The present invention relates to antennas and more particularly to a technique for stowing an antenna in a reduced volume while automatically deploying the antenna to a desired length during activation of a wireless device.
Many contemporary communications and navigation products have been developed that rely on earth-orbiting satellites to provide necessary communications and navigation signals. Examples of such products include satellite navigation systems, satellite tracking and locator systems, and communications systems which rely on satellites to relay the communications signals from one station to another. Such satellites can form part of various types of known satellite constellations and operate at various orbital altitudes, such as Low Earth Orbit (LEO), Medium Earth Orbit (MEO), or in geosynchronous orbit.
Advances in electronics in the areas of packaging, power consumption, miniaturization, and production, have generally resulted in the availability of such products in a portable package at a price point that is attractive for many commercial and individual consumers. However, one area in which further development is needed is the antenna used to provide communications with satellites. Typically, antennas suitable for use in the appropriate frequency range are larger than would be desired for use with a portable device. Often times, the antennas are implemented using microstrip technology. However, in such antennas, the feed networks are often larger than would be desired or exhibit unwanted characteristics.
Additionally, in applications where transmit and receive communications occur at different frequencies, dual-band antennas are often available only in less than desirable configurations. For example, one way in which a dual band antenna can be made is to stack two single-band quadrifilar helix antennas end-to-end, so that they form a single, common axis cylinder. A disadvantage of this solution, however, is that such an antenna is longer than would otherwise be desired for portable, or hand-held applications.
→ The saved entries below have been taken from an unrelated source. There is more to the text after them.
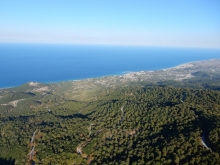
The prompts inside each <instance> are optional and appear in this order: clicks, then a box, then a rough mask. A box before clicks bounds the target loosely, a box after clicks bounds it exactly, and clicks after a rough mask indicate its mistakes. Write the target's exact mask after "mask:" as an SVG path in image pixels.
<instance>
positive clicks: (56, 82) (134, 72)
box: [0, 58, 220, 90]
mask: <svg viewBox="0 0 220 165" xmlns="http://www.w3.org/2000/svg"><path fill="white" fill-rule="evenodd" d="M215 60H220V59H218V58H212V59H208V60H198V61H190V62H187V63H182V64H179V65H176V66H173V67H169V68H165V69H156V70H140V71H122V72H120V73H118V74H108V75H103V76H97V77H87V78H82V79H67V80H58V81H50V82H48V81H47V82H40V81H28V82H26V83H23V84H20V85H15V86H9V87H0V90H4V89H10V88H16V87H19V86H22V85H24V84H27V83H40V84H47V85H50V84H58V83H64V82H70V81H86V80H90V79H100V78H104V77H120V76H125V75H129V74H132V73H135V74H137V73H140V72H151V73H152V72H155V71H168V70H172V69H181V68H182V69H183V68H185V67H188V66H191V65H193V63H198V62H205V61H215Z"/></svg>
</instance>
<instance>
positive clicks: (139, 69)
mask: <svg viewBox="0 0 220 165" xmlns="http://www.w3.org/2000/svg"><path fill="white" fill-rule="evenodd" d="M208 59H220V49H198V48H165V47H144V46H106V45H105V46H103V45H102V46H101V45H62V44H61V45H58V44H15V43H13V44H11V43H10V44H9V43H7V44H6V43H1V44H0V88H8V87H15V86H19V85H22V84H24V83H27V82H41V83H53V82H62V81H68V80H80V79H86V78H97V77H102V76H112V75H122V74H125V73H128V72H136V71H144V70H146V71H150V70H160V69H166V68H171V67H174V66H177V65H180V64H183V63H188V62H192V61H200V60H208Z"/></svg>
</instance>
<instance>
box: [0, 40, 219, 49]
mask: <svg viewBox="0 0 220 165" xmlns="http://www.w3.org/2000/svg"><path fill="white" fill-rule="evenodd" d="M0 44H27V45H28V44H30V45H75V46H76V45H79V46H116V47H160V48H181V49H184V48H185V49H213V50H220V47H215V46H213V47H211V46H194V45H192V46H186V45H185V46H183V45H159V44H158V45H156V44H114V43H71V42H18V41H0Z"/></svg>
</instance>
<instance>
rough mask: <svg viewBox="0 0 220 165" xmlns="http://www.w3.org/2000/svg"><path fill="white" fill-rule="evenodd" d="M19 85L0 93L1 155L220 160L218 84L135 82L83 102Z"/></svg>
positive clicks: (46, 161)
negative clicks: (196, 86)
mask: <svg viewBox="0 0 220 165" xmlns="http://www.w3.org/2000/svg"><path fill="white" fill-rule="evenodd" d="M48 88H51V89H53V87H48ZM21 91H22V90H14V91H13V90H11V91H9V92H5V91H3V92H4V96H2V97H1V98H0V101H1V105H0V114H1V118H0V148H1V150H0V158H1V159H0V162H4V163H6V162H8V164H19V165H20V164H21V165H23V164H31V163H32V164H34V162H35V163H36V164H39V165H40V164H45V165H48V164H51V165H52V164H53V165H54V164H56V165H58V164H68V165H72V164H94V165H95V164H101V165H104V164H106V165H107V164H112V165H117V164H120V165H121V164H131V165H135V164H149V165H151V164H158V165H159V164H161V165H162V164H163V165H164V164H185V165H187V164H199V165H201V164H213V165H217V164H220V157H219V153H220V139H219V138H220V92H219V91H217V90H209V89H193V88H178V87H170V86H166V85H163V86H159V85H143V84H142V85H137V86H126V87H116V88H102V89H100V90H97V91H95V93H94V92H93V93H90V95H91V98H92V99H85V100H84V101H83V100H82V99H80V100H77V99H76V100H74V99H67V97H66V96H65V94H60V93H58V92H56V89H55V88H54V92H48V93H46V94H44V95H42V94H41V93H37V92H23V93H22V92H21ZM90 95H89V94H88V96H90ZM18 96H19V97H18ZM13 97H15V98H14V99H13ZM15 99H16V100H19V101H17V103H16V105H15V104H12V103H11V102H12V101H13V100H15ZM7 102H9V103H7ZM7 160H8V161H7Z"/></svg>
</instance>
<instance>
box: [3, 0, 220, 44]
mask: <svg viewBox="0 0 220 165" xmlns="http://www.w3.org/2000/svg"><path fill="white" fill-rule="evenodd" d="M0 42H20V43H63V44H65V43H68V44H69V43H70V44H111V45H146V46H169V47H206V48H220V1H219V0H178V1H177V0H151V1H148V0H133V1H130V0H108V1H107V0H106V1H104V0H87V1H86V0H77V1H76V0H62V1H61V0H59V1H58V0H31V1H30V0H2V1H1V2H0Z"/></svg>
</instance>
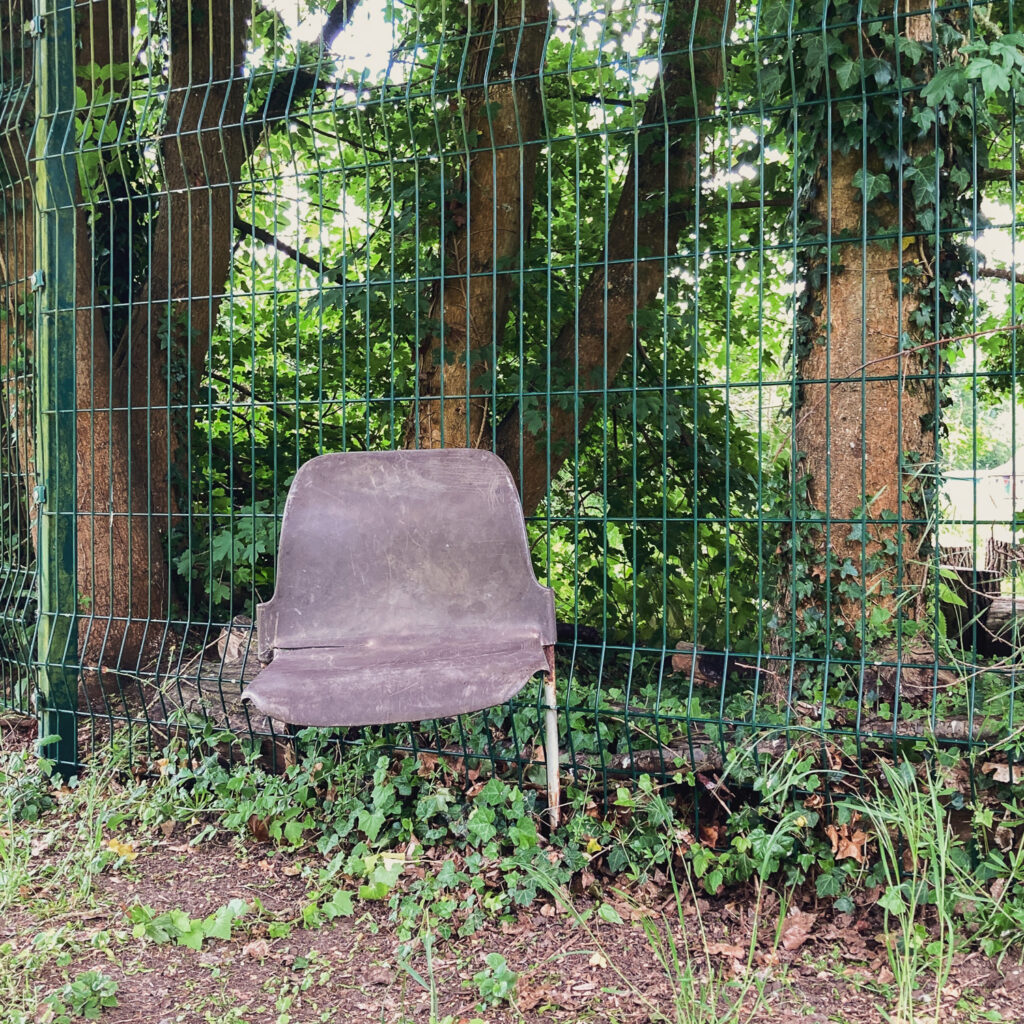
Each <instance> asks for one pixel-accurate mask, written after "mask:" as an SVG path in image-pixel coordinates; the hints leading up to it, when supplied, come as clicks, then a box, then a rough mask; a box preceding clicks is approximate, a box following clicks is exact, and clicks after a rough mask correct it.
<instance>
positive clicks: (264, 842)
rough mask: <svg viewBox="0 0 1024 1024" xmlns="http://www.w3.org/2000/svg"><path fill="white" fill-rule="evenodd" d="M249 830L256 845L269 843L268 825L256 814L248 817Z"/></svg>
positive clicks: (257, 814)
mask: <svg viewBox="0 0 1024 1024" xmlns="http://www.w3.org/2000/svg"><path fill="white" fill-rule="evenodd" d="M249 830H250V831H251V833H252V834H253V836H254V837H255V839H256V842H257V843H269V842H270V824H269V822H268V821H267V820H266V819H265V818H261V817H260V816H259V815H258V814H250V815H249Z"/></svg>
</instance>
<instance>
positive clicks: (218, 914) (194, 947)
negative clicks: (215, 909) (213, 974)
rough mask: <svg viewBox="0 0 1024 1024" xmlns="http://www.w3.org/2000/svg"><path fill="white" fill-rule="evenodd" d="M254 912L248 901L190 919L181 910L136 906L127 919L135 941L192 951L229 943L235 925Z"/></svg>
mask: <svg viewBox="0 0 1024 1024" xmlns="http://www.w3.org/2000/svg"><path fill="white" fill-rule="evenodd" d="M251 909H252V908H251V907H250V906H249V904H248V903H246V902H245V900H241V899H232V900H230V901H229V902H228V903H225V904H224V905H223V906H222V907H219V908H218V909H216V910H215V911H214V912H213V913H211V914H209V915H208V916H206V918H189V916H188V914H187V913H185V912H184V911H182V910H167V911H165V912H163V913H157V912H156V911H155V910H154V909H153V908H152V907H148V906H142V905H141V904H136V905H135V906H131V907H129V908H128V920H129V921H130V922H131V924H132V935H133V936H134V937H135V938H136V939H141V938H146V939H150V940H151V941H152V942H175V943H176V944H177V945H179V946H188V948H189V949H201V948H202V946H203V943H204V942H205V941H206V940H207V939H220V940H221V941H223V942H227V941H229V940H230V938H231V930H232V928H233V927H234V924H236V923H237V922H238V921H239V920H240V919H242V918H244V916H245V915H246V914H247V913H249V912H250V910H251Z"/></svg>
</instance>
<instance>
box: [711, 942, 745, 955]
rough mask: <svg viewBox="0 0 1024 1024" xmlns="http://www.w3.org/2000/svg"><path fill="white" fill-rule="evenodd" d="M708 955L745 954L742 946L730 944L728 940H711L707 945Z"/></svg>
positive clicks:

Another technique for providing dual-band performance has been to utilize two single band antennas, one tuned for each frequency. However, for hand-held units, the two antennas would have to be located in close proximity to one another. Unfortunately, two single band antennas, placed in close proximity on a portable, or hand-held device, create a bulky and unaesthetic unit, which is also undesirable. At the same time, when using satellite repeaters for signal transfer, the communications signals are circularly polarized, or become so through interaction with the atmosphere, and an antenna having good circular polarization is desired.
It has been discovered that antenna structures can be mounted on base support structures that rotate or bases that fold or "flip" the antenna into a deployed position above the telephone. However, such structures still consume more space than is desired, due in part to the length of the antenna elements, and provide complicated mechanical structures across which electrical connections to the antenna elements must be completed.
What is needed therefore, is an antenna in a small enough package such that it is suitable for portable and/or hand-held applications. It is also desirable that the feed structure for the antenna be reduced to a single input connection for many applications.